Rot? Hope I don't stumble onto too much of that. Cheerios? Breakfast cereal?
It's funny how words related to food seep into everyday language and everyday language creeps into our food vernacular, some of the references ironic - trifle, that delightful dessert, being nothing to be trifled with. And others, like clotted cream, are steeped in all things repugnant and Gothic, as in clotted blood. (I've never met anything clotted I've liked).
There's absolutely nothing like English in England, where mother tongue meets motherland, and one can only hope that they don't slip a little sliced tongue into that deli sandwich you've just ordered. Best to remain stalwartly polite if they do.
I've just dusted off my trusty Oxford English Dictionary in anticipation of said trip. Admittedly, it is only the compact version, not the full-on 20-volume edition, but still at just over 4,000 pages it's nothing to be trifled with in terms of sussing out word etymologies. It also never fails to remind me how barren the average Canadian vocabulary is and that isn't even considering French, nor how plain our naming can sometimes be.
"Trifle," by the way, in the context of dessert, was first used in 1598 in a poem: "a kinde of clouted creme called a foole or a trifle in English." And that explains that other funny word for the English dessert that's perfect for a hot summer's day, a fruit fool. Kids love it when you serve fools - take that meaning either way you like - just so they can say the name, which likely originated from the French word "fouler" which means to press or crush.
You make fools - see? Even adults can't resist playing with the name - by whipping up some good cream and blending it with pureed tart fruits like raspberries, rhubarb or gooseberries. The latter grow like stinkweed in England and likely were so-named for their association with geese.
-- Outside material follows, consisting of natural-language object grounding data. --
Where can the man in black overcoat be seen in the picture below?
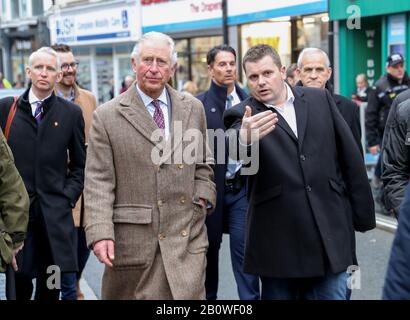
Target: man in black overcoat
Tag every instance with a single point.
(47, 140)
(310, 192)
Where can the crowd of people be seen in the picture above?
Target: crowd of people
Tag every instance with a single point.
(76, 178)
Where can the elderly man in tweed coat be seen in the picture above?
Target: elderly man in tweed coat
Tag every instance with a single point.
(145, 208)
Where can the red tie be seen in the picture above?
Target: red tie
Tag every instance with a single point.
(158, 115)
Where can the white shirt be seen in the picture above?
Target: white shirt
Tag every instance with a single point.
(33, 100)
(287, 110)
(163, 101)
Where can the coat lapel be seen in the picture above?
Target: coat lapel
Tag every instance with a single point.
(134, 111)
(301, 111)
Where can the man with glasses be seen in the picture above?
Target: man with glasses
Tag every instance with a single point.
(68, 89)
(44, 130)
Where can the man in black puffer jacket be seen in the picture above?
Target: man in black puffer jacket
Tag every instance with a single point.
(396, 152)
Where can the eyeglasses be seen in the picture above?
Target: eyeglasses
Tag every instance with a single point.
(42, 68)
(66, 66)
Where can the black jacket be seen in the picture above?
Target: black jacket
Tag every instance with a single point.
(349, 111)
(309, 194)
(53, 183)
(214, 102)
(396, 152)
(397, 284)
(379, 101)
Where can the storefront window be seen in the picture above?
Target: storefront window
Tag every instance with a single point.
(15, 9)
(82, 56)
(199, 67)
(182, 74)
(312, 32)
(123, 54)
(20, 52)
(274, 33)
(104, 69)
(37, 6)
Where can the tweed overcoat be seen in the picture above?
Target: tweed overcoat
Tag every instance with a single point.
(149, 207)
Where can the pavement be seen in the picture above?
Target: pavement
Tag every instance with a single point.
(85, 288)
(385, 223)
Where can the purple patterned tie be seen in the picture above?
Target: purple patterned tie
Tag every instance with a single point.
(158, 115)
(38, 113)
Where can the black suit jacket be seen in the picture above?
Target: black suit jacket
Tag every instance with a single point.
(54, 183)
(214, 101)
(309, 194)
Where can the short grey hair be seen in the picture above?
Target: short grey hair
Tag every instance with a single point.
(308, 51)
(154, 37)
(47, 50)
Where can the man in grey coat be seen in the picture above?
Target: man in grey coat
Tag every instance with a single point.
(145, 206)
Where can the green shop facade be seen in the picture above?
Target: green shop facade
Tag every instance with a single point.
(366, 32)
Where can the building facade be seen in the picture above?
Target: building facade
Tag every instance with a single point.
(367, 31)
(23, 29)
(196, 25)
(102, 35)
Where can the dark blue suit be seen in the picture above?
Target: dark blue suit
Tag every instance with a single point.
(230, 211)
(397, 284)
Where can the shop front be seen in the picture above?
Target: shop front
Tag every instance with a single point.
(102, 37)
(368, 31)
(288, 26)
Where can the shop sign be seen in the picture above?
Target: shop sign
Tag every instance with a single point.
(117, 24)
(22, 45)
(181, 15)
(169, 16)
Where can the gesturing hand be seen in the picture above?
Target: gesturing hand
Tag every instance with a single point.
(256, 127)
(104, 251)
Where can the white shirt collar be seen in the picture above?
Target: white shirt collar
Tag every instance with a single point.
(147, 99)
(289, 98)
(32, 97)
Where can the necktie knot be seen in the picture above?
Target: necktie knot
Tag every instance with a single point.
(158, 115)
(38, 113)
(229, 100)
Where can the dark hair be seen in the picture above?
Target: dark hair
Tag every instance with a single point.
(260, 51)
(210, 57)
(59, 47)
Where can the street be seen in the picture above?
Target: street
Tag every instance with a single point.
(373, 250)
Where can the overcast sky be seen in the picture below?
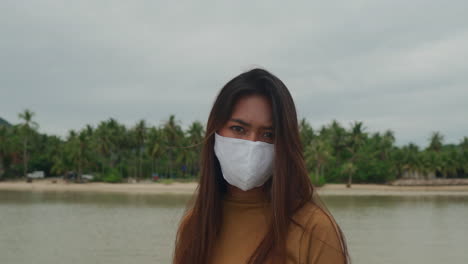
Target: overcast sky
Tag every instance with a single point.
(398, 65)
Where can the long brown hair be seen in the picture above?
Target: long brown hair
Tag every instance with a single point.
(288, 190)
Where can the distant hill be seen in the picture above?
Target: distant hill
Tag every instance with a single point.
(4, 122)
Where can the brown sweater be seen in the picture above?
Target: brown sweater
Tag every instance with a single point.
(244, 225)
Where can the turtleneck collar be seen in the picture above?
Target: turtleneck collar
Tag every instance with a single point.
(253, 196)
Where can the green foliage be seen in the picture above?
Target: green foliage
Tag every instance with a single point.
(110, 176)
(317, 181)
(113, 152)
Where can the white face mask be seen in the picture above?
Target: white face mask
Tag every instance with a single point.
(244, 163)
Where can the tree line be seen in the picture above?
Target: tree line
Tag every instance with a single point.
(114, 152)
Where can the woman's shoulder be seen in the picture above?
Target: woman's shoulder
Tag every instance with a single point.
(318, 226)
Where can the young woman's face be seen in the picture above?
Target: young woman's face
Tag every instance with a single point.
(251, 119)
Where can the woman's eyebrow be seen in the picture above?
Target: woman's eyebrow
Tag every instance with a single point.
(242, 122)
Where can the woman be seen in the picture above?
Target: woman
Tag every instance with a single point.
(254, 202)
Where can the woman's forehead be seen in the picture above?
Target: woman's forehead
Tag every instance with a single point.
(254, 110)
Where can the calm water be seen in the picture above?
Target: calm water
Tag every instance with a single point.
(122, 228)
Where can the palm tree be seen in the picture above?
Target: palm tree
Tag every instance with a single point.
(172, 134)
(349, 169)
(306, 132)
(140, 133)
(27, 126)
(355, 141)
(195, 138)
(319, 153)
(156, 148)
(4, 146)
(435, 142)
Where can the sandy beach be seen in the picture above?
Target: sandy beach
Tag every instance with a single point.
(189, 188)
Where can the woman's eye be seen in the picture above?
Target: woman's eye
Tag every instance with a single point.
(237, 128)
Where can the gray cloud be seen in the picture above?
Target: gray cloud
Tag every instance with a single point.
(395, 65)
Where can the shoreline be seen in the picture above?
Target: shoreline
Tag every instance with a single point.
(47, 185)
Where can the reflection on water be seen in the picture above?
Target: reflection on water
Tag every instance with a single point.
(69, 227)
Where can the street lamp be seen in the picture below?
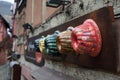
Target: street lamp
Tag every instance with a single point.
(28, 26)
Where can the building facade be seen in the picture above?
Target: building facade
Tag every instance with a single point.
(43, 18)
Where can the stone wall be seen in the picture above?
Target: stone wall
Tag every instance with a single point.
(77, 9)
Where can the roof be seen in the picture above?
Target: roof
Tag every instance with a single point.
(4, 21)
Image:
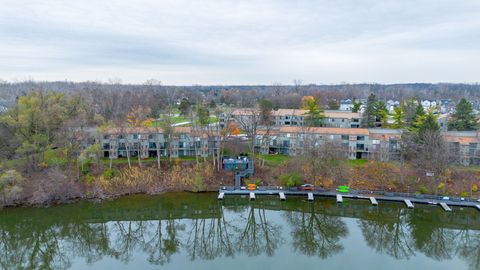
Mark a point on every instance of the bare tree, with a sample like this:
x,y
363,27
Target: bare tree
x,y
249,119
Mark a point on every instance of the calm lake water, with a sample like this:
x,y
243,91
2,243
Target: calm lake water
x,y
195,231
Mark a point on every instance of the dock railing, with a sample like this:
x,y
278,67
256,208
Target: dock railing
x,y
361,192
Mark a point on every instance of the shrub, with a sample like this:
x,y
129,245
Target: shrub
x,y
474,188
423,190
198,183
89,179
441,186
291,179
108,173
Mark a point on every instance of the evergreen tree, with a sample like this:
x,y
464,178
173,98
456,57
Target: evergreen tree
x,y
463,118
417,118
369,116
315,114
356,106
381,113
429,123
398,117
376,112
409,108
333,104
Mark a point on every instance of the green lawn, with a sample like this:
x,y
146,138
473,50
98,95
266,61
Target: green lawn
x,y
357,162
181,119
274,160
134,160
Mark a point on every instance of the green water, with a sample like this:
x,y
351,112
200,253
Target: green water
x,y
195,231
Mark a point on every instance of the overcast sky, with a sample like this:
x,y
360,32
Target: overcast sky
x,y
241,42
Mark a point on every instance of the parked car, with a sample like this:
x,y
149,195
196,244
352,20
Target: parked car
x,y
306,187
251,186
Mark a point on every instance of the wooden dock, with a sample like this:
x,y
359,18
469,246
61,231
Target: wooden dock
x,y
409,203
445,207
339,198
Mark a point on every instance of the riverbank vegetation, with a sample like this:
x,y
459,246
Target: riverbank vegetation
x,y
44,158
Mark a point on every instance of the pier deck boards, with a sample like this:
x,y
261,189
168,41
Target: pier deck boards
x,y
409,203
339,198
445,207
229,191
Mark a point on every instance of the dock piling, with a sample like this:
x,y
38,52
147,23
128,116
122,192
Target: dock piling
x,y
408,203
445,207
339,198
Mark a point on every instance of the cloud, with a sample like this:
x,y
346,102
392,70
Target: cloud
x,y
227,42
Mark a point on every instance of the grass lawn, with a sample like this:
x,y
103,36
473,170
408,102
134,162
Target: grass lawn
x,y
357,162
274,160
134,160
181,119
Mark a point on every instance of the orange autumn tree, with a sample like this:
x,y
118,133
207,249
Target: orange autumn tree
x,y
307,100
137,117
233,129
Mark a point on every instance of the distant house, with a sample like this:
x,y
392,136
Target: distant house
x,y
296,117
391,105
361,143
429,104
346,105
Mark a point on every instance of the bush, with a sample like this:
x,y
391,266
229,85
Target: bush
x,y
85,170
474,188
89,179
198,183
291,179
108,173
423,190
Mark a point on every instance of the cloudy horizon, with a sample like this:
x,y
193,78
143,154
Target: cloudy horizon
x,y
241,42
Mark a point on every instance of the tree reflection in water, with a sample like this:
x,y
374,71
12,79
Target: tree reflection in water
x,y
316,234
258,234
54,238
386,230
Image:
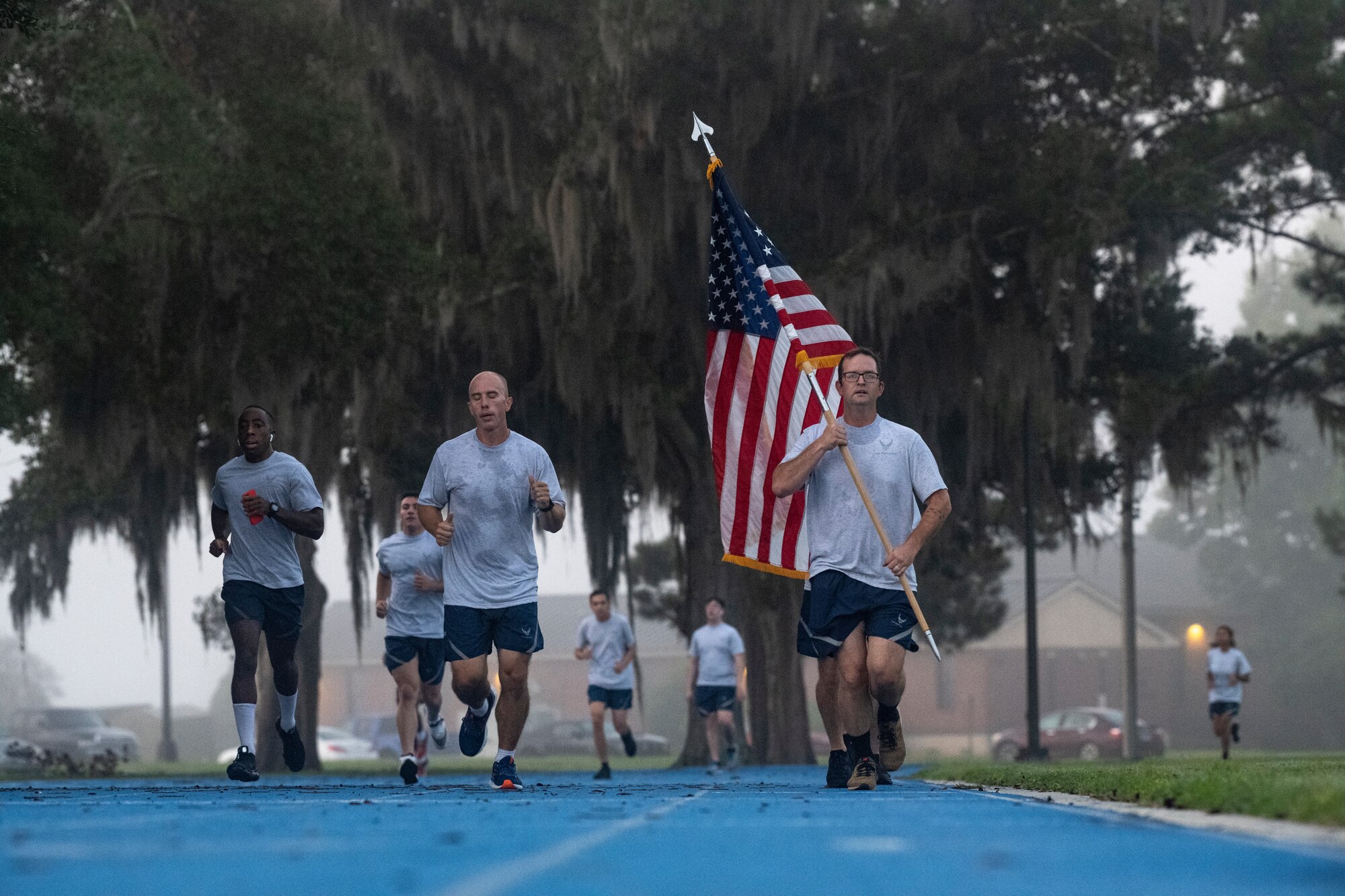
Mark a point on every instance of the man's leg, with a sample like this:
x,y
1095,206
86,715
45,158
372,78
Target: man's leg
x,y
287,677
473,688
829,680
712,736
408,717
598,710
408,693
726,719
287,693
853,693
434,698
887,684
470,682
857,709
247,637
513,708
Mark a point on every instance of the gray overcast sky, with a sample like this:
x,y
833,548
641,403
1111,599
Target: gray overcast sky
x,y
106,655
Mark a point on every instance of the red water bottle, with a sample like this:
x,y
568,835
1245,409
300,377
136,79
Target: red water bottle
x,y
252,518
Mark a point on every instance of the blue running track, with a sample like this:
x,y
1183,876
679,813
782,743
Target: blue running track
x,y
769,830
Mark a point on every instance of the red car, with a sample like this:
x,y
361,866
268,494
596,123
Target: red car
x,y
1082,732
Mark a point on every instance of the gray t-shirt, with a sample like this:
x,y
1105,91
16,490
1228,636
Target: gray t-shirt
x,y
610,642
898,467
492,561
412,614
715,647
264,553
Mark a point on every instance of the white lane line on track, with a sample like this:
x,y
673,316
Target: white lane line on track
x,y
500,879
1270,830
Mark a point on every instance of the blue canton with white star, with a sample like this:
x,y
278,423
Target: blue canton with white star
x,y
736,298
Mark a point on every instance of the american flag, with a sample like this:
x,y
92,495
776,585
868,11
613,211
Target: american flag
x,y
757,399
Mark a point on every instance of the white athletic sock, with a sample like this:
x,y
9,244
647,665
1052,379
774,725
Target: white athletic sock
x,y
485,708
245,719
287,709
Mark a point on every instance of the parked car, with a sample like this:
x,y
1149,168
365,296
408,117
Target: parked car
x,y
79,733
380,731
576,736
1083,732
334,744
20,755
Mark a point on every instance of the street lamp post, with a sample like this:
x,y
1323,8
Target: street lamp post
x,y
1030,567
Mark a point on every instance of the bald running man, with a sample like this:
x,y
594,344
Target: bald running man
x,y
482,495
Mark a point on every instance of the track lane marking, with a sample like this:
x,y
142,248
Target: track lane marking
x,y
500,879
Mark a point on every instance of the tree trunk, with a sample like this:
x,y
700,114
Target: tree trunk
x,y
167,747
1130,666
766,610
310,657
But you don't have to go to England to enjoy gooseberries, for they grow right in the Fraser Valley.
And if you really want to get your kids howling with delight, whip them up that perennial British oddity, or at least odd to we Canucks - spotted dick. This simple bread-like pudding dotted with raisins or currants belies its crazy name. We bought a tinned spotted dick once at a British import store for far too much money (try to keep a straight face writing a line like that) and it was so terrible that I recommend you getting a recipe and making your own. But then you won't have the empty tin on hand to endlessly amuse your pals.